German troops massacred Soviet civilians at a mass grave in Kraigonev, Soviet Union, in the summer of 1941 after the invasion of the Soviet Union. Einsatzgruppen, a German mobile massacre squad, shot Soviet civilians kneeling by the mass grave and dropped their bodies into the mass grave.

  German troops massacred large numbers of Soviet civilians at the mass grave in Kraigonev, Soviet Union, in the summer of 1941 after the invasion of the Soviet Union on June 22, 1941. German mobile massacre squads, the Ansatzgruppen (Einsatzgruppen), shot Soviet civilians kneeling by the mass graves and dropped their bodies into the mass graves. Soviet civilians suspected of being Communists were selected for execution along with Soviet Red Army officers and male Jews. The Anzacruppen consisted mainly of German SS and police officers. They killed suspected racial and political enemies behind the German lines in the occupied Soviet Union.

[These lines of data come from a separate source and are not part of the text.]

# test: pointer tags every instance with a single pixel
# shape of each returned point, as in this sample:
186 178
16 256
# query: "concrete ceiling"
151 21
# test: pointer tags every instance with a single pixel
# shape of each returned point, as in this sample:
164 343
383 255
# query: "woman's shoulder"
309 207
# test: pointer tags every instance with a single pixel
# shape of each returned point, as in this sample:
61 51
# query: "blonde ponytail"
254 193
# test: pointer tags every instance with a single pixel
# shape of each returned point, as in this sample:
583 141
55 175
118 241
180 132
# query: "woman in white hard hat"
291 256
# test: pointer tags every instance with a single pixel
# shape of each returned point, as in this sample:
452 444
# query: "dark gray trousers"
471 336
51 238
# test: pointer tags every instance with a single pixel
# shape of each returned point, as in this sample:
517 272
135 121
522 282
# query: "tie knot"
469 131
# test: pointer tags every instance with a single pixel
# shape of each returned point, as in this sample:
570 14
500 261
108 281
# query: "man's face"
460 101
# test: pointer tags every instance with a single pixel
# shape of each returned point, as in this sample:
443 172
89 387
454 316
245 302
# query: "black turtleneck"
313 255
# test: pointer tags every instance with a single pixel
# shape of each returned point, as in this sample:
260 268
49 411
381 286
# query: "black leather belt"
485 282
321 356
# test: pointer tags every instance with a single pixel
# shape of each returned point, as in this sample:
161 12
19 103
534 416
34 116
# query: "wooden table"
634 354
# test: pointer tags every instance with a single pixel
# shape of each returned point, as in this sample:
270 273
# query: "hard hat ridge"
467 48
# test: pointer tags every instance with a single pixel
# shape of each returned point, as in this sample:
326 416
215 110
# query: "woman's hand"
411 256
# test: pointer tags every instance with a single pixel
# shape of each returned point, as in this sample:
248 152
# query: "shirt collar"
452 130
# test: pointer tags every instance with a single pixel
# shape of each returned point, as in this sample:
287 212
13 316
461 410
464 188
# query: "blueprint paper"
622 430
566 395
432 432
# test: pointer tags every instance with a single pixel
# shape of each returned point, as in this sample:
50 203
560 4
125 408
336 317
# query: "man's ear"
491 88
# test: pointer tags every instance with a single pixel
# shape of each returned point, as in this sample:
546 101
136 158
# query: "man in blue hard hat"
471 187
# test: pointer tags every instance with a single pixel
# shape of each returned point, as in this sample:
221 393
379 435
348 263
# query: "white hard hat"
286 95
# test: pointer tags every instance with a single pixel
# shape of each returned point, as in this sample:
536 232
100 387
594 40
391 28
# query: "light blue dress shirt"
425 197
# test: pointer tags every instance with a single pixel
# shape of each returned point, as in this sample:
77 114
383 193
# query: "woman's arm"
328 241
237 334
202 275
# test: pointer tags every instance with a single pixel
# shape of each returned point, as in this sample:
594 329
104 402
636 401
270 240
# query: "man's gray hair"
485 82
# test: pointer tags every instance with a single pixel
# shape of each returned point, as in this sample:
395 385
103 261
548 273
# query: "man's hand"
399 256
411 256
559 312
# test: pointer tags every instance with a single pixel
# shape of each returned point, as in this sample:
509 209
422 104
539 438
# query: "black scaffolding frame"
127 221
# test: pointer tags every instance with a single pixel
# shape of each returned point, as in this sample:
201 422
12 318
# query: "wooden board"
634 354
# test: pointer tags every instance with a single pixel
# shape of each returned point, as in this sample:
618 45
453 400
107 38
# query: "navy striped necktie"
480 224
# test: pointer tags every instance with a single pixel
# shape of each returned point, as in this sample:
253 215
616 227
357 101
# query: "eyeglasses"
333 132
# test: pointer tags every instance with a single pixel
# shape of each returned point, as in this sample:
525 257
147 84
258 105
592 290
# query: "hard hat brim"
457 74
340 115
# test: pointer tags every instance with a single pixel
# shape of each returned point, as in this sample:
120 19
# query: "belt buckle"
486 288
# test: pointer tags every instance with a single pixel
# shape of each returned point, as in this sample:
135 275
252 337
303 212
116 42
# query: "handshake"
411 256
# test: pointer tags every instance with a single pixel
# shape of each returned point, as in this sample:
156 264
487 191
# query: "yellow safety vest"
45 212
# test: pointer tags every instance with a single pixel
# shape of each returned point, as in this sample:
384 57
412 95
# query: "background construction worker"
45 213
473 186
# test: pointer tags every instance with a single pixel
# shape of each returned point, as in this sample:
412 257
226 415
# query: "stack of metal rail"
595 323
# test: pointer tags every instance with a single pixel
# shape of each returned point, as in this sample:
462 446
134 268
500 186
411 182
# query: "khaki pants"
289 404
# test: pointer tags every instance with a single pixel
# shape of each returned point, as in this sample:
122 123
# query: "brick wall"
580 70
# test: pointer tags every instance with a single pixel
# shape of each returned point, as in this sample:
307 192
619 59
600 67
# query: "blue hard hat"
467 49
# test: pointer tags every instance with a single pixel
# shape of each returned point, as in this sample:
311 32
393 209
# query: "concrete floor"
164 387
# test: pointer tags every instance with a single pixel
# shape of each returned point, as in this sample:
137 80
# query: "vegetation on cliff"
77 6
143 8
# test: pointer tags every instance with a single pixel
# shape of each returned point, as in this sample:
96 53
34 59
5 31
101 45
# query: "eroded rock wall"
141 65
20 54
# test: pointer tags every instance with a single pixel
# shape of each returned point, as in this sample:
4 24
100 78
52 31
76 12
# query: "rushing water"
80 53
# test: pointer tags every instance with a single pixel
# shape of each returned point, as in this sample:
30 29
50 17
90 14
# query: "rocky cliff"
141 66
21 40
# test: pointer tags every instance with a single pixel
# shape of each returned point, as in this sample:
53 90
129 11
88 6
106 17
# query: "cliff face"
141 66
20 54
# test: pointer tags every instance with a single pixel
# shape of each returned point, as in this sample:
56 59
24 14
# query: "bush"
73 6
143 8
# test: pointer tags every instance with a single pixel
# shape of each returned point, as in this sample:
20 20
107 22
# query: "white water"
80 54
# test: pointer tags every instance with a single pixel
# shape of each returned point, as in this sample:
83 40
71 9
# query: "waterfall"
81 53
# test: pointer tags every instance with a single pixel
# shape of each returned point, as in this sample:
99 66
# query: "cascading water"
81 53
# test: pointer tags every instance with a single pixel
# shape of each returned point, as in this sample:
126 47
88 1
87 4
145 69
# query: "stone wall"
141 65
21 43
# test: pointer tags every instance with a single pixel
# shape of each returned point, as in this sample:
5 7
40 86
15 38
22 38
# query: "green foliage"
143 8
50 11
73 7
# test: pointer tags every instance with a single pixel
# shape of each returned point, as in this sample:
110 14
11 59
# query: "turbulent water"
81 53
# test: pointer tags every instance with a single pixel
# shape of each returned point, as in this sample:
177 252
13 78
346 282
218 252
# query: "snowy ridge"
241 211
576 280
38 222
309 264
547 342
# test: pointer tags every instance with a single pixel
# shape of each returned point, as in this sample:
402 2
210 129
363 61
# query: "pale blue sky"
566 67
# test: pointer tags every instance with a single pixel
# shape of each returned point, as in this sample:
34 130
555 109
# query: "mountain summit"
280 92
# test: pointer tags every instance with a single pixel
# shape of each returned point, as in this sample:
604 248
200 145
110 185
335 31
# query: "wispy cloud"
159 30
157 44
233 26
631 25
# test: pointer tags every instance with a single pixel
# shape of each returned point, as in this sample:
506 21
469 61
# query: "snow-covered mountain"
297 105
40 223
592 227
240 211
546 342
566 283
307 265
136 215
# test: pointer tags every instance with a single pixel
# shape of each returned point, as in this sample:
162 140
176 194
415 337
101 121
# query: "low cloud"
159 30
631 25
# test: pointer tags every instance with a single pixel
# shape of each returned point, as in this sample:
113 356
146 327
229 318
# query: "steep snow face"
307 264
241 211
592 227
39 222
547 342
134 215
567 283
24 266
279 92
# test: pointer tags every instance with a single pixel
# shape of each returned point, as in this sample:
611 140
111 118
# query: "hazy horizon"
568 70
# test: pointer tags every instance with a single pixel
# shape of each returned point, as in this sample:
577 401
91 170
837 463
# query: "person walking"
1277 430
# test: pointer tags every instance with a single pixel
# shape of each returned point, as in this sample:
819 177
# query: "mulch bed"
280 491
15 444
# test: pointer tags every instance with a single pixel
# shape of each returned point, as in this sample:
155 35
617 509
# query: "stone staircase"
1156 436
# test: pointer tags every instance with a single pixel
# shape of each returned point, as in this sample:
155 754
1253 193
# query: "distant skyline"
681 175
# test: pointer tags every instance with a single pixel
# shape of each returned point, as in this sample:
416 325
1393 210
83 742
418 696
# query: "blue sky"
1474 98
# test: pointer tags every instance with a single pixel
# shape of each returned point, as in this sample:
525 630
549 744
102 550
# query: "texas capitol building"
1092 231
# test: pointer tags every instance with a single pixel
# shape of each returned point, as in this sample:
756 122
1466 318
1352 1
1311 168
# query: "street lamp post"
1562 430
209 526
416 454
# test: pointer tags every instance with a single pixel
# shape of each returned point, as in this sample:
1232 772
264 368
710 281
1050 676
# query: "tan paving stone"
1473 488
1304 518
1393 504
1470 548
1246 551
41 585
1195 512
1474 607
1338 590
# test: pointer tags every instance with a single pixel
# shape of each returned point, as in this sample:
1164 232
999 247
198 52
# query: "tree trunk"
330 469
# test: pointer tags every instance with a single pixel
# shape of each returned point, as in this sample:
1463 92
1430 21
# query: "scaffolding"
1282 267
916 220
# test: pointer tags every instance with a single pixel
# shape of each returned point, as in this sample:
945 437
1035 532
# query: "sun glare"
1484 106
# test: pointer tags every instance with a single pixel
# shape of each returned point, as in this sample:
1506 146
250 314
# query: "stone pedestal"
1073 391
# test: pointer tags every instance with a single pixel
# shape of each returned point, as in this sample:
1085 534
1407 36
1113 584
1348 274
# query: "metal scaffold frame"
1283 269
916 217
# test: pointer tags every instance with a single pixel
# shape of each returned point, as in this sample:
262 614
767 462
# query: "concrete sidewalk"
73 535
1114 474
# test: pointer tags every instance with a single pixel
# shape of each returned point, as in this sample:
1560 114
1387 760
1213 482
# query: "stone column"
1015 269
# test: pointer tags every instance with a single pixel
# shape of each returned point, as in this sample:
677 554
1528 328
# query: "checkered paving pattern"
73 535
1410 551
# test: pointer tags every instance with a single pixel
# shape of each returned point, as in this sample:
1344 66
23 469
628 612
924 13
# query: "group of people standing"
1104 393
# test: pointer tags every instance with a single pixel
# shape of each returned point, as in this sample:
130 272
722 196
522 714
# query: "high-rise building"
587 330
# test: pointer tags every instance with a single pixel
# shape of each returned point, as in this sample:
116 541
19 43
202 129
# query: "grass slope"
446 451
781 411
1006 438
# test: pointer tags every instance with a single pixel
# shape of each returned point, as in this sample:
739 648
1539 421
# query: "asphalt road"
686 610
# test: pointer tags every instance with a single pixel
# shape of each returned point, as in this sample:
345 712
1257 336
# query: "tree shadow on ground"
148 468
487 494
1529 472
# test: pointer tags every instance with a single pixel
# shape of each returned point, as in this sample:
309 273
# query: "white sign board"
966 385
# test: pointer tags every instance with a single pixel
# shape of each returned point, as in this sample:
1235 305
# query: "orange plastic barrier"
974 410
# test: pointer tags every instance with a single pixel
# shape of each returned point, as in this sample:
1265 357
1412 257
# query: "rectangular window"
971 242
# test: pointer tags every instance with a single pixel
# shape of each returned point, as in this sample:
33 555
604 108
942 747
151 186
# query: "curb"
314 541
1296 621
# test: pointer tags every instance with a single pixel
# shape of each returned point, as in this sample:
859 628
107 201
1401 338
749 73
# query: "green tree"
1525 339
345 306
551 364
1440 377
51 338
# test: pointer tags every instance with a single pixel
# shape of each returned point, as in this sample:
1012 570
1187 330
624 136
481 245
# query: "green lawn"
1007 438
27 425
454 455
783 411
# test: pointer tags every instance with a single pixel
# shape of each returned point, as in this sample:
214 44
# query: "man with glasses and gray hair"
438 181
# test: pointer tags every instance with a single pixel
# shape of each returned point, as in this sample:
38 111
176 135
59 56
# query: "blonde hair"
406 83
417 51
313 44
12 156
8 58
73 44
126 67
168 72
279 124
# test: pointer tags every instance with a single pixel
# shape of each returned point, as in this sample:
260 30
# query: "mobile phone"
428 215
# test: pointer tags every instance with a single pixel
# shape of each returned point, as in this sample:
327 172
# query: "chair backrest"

  The main method of killing was mass shooting. Anzacruppen rounded up suspected victims. Often in the middle of the night, he marched or drove them to the outskirts of towns and villages. Victims were stripped of their clothes, walked in small groups to graves that were dug and shot. Suspect victims were turned upside down and shot in the back of the neck with a pistol. They made the Jews descend into the ditch and lie on top of the bodies of those already shot, adding more and more bodies to the pile. Jews who lived near wide rivers were put on barges and towed away from land, then drowned. Einsatzgruppen also reported having Jews dig mass graves and burying them alive, and in October 1941, a German military response unit in Romania gathered some 19,000 Jews in Odessa in a fenced-in square and set them on fire with gasoline, burning them to death.

 In the last week of July 1941, Soviet resistance increased and the German advance began to slow down; in late summer 1941, Einsatzgruppen launched a genocidal campaign to slaughter as many Russian Jews as they could get their hands on; in May 1941, a violent extermination of racially inferior Jews and others Brainwashed by ideology, some 3,000 Ansatzgruppen were dispersed into four main groups and began hunting Jews. The mobile massacre squads committed atrocities against the Jews that occurred in Poland during the first approximately 22 months of the German occupation, when the Germans quickly occupied large tracts of land. They made the most of the genocide, which was undisclosed by the Soviet authorities. Ansatzgruppen obtained lists of Jewish residents of towns and villages from the leaders of the Jewish community. There was often an initial killing of community leaders to reduce the possibility of organized resistance. Local Jews were recruited to participate in the capture and killing of their Jewish neighbors. The Germans occupied the Ukrainian city of Kiev on September 19, 1941, and seized more than 650,000 prisoners of war. Einsatzgruppen troops mass-shot approximately 33,000 more Jews in the Babi Yar Valley on September 29 and 30.